Nous arrivons en Birmanie après un court trajet en avion, ponctué de réflexions d’enfants qui apparemment connaissent leurs premières expériences de vol, « Papa, j’ai peur », « Maman, on dirait qu’ils perdent le contrôle », « on va s’écraser » …j’en passe et des meilleures! Pour leur défense, il est vrai que le vol était un peu agité.

Le passage à l’immigration se passe aisément, on retire de l’argent et on se retrouve vite devant un comptoir de taxis.
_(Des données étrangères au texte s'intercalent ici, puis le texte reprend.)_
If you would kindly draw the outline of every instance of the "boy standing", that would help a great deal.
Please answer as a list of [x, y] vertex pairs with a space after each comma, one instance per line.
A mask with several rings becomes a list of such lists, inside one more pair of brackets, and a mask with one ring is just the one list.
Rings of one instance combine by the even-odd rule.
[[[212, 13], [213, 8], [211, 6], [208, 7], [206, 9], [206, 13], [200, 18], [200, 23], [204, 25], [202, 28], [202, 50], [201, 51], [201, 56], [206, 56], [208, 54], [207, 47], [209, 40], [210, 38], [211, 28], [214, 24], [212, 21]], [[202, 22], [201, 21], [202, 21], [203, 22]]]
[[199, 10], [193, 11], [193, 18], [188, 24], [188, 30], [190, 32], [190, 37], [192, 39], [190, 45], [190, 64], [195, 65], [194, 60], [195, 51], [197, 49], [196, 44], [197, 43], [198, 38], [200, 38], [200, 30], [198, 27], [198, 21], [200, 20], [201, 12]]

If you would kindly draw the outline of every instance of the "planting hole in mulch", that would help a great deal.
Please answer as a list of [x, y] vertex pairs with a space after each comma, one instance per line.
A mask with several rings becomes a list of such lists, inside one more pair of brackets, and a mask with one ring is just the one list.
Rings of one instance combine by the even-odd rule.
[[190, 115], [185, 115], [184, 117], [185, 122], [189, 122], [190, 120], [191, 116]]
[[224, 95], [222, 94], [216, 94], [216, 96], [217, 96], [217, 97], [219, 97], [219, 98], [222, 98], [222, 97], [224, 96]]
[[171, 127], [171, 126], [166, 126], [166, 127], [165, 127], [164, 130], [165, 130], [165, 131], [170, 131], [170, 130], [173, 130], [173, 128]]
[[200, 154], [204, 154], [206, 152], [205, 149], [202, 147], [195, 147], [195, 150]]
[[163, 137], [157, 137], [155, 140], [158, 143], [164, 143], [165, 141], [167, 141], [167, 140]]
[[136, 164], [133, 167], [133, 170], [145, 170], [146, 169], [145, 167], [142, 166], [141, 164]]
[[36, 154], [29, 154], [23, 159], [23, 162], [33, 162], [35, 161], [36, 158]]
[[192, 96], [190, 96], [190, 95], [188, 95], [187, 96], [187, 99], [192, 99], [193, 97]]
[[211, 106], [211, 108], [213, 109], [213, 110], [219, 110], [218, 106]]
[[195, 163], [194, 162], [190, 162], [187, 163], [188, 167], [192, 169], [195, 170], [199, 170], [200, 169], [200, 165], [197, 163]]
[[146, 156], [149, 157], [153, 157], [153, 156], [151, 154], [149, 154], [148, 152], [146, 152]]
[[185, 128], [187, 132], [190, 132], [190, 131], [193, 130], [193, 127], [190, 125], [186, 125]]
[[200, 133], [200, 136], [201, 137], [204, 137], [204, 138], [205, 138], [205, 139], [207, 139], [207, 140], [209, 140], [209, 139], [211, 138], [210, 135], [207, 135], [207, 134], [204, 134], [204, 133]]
On nous accompagne aux véhicules et là, plein de mecs avec des serviettes de bain accrochées à la taille, nous attendent. Virginie m’explique que ce sont des longyi (sorte de sarongs), je lui demande si ça existe pour homme car je trouve que ça ne fait pas très masculin.
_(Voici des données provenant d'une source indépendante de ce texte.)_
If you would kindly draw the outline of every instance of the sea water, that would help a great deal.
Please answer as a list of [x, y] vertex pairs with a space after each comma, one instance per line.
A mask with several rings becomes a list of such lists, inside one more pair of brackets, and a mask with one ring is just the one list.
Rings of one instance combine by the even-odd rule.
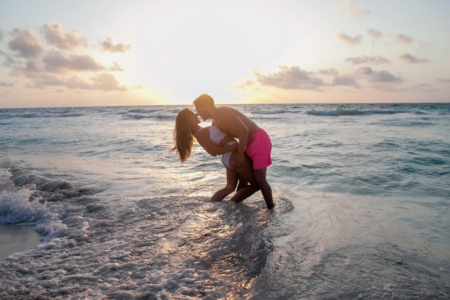
[[220, 158], [168, 154], [184, 106], [0, 110], [0, 224], [41, 236], [0, 297], [450, 298], [450, 104], [232, 106], [273, 210], [208, 202]]

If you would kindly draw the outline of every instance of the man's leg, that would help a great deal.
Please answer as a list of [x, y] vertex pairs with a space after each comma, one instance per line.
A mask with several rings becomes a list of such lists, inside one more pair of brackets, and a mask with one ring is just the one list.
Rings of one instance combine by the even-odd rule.
[[236, 202], [236, 203], [241, 202], [244, 199], [247, 199], [255, 192], [260, 190], [260, 187], [256, 184], [251, 184], [247, 186], [244, 188], [241, 188], [239, 190], [236, 192], [235, 196], [230, 199], [230, 201]]
[[269, 182], [266, 180], [266, 172], [267, 168], [257, 169], [253, 170], [255, 174], [255, 179], [256, 183], [261, 189], [261, 193], [263, 196], [264, 197], [264, 200], [266, 200], [266, 204], [267, 205], [267, 208], [270, 208], [274, 206], [274, 200], [272, 198], [272, 189]]
[[239, 173], [238, 173], [238, 179], [239, 180], [239, 183], [238, 184], [238, 188], [236, 188], [236, 192], [239, 192], [239, 190], [241, 188], [245, 188], [249, 185], [249, 182], [245, 180], [242, 177], [241, 177], [241, 175], [239, 174]]
[[[227, 167], [226, 167], [227, 168]], [[238, 172], [236, 170], [227, 168], [227, 186], [220, 188], [211, 197], [211, 202], [218, 202], [234, 192], [238, 184]]]

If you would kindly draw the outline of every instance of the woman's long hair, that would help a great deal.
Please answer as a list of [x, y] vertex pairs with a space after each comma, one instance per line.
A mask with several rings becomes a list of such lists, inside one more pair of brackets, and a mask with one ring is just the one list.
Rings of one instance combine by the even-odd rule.
[[181, 162], [184, 162], [189, 158], [194, 144], [194, 136], [190, 130], [189, 112], [188, 108], [184, 108], [177, 115], [173, 128], [174, 146], [169, 152], [172, 153], [176, 150], [177, 154], [180, 156]]

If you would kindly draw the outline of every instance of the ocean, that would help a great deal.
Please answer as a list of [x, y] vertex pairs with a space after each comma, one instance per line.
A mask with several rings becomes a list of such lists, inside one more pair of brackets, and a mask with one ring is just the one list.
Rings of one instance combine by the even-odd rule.
[[220, 158], [168, 153], [184, 106], [0, 110], [0, 231], [40, 239], [0, 298], [450, 299], [450, 104], [230, 106], [274, 209], [208, 202]]

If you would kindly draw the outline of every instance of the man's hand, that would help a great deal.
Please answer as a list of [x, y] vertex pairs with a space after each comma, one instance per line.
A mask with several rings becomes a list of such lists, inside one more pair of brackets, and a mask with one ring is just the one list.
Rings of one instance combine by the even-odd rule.
[[220, 141], [219, 142], [219, 144], [217, 146], [219, 147], [224, 147], [229, 142], [227, 141], [230, 140], [232, 138], [233, 138], [233, 137], [231, 136], [230, 134], [227, 134], [226, 136], [223, 136], [221, 140], [220, 140]]
[[244, 161], [244, 154], [237, 154], [234, 158], [230, 160], [230, 166], [233, 168], [239, 168], [243, 166], [242, 162]]

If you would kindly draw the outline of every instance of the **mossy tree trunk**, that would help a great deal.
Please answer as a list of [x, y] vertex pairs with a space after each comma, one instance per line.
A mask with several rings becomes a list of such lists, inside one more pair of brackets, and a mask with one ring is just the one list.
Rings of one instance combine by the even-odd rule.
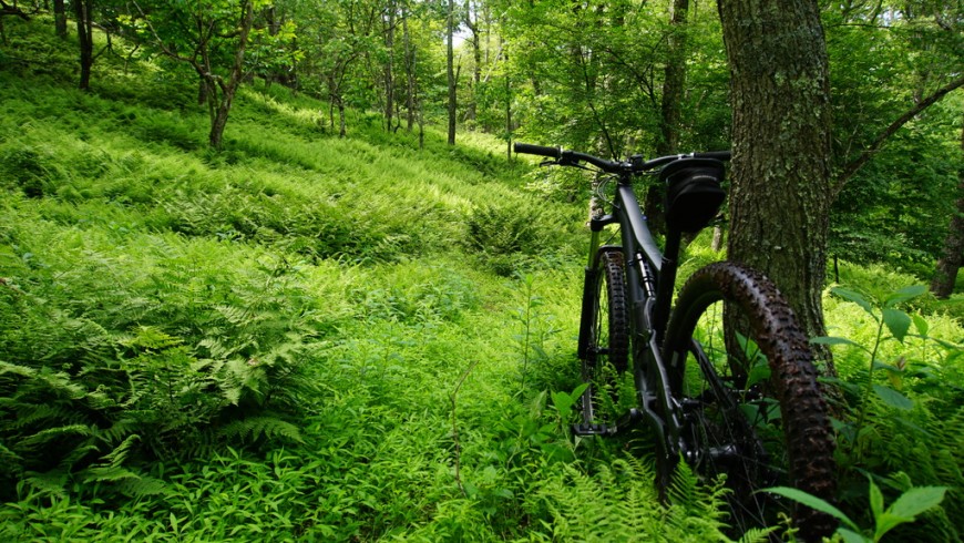
[[819, 6], [721, 0], [719, 12], [734, 115], [729, 258], [772, 278], [807, 334], [822, 336], [831, 125]]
Notre chauffeur est très chaleureux et maîtrise l’anglais. Il nous explique où on est situé, et nous indique la gare ferroviaire ainsi que la gare routière. Nous arrivons à l’hôtel où l’hôtesse d’accueil a plein de crème solaire sur les joues. Ah non, Virginie m’explique que c’est du thanaka (un produit cosmétique), qu’ils se mettent ça tout le temps dans ce pays-là et que si c’est mal étalé, c’est fait exprès. Décidément, je ne comprends rien à rien!
Après un peu de repos, nous ressortons pour aller admirer un Bouddha allongé. On prend un taxi pour s’y rendre. Une fois sur place, nous sommes impressionnés par la taille du monsieur mais aussi interloqués par son vernis à ongle rose.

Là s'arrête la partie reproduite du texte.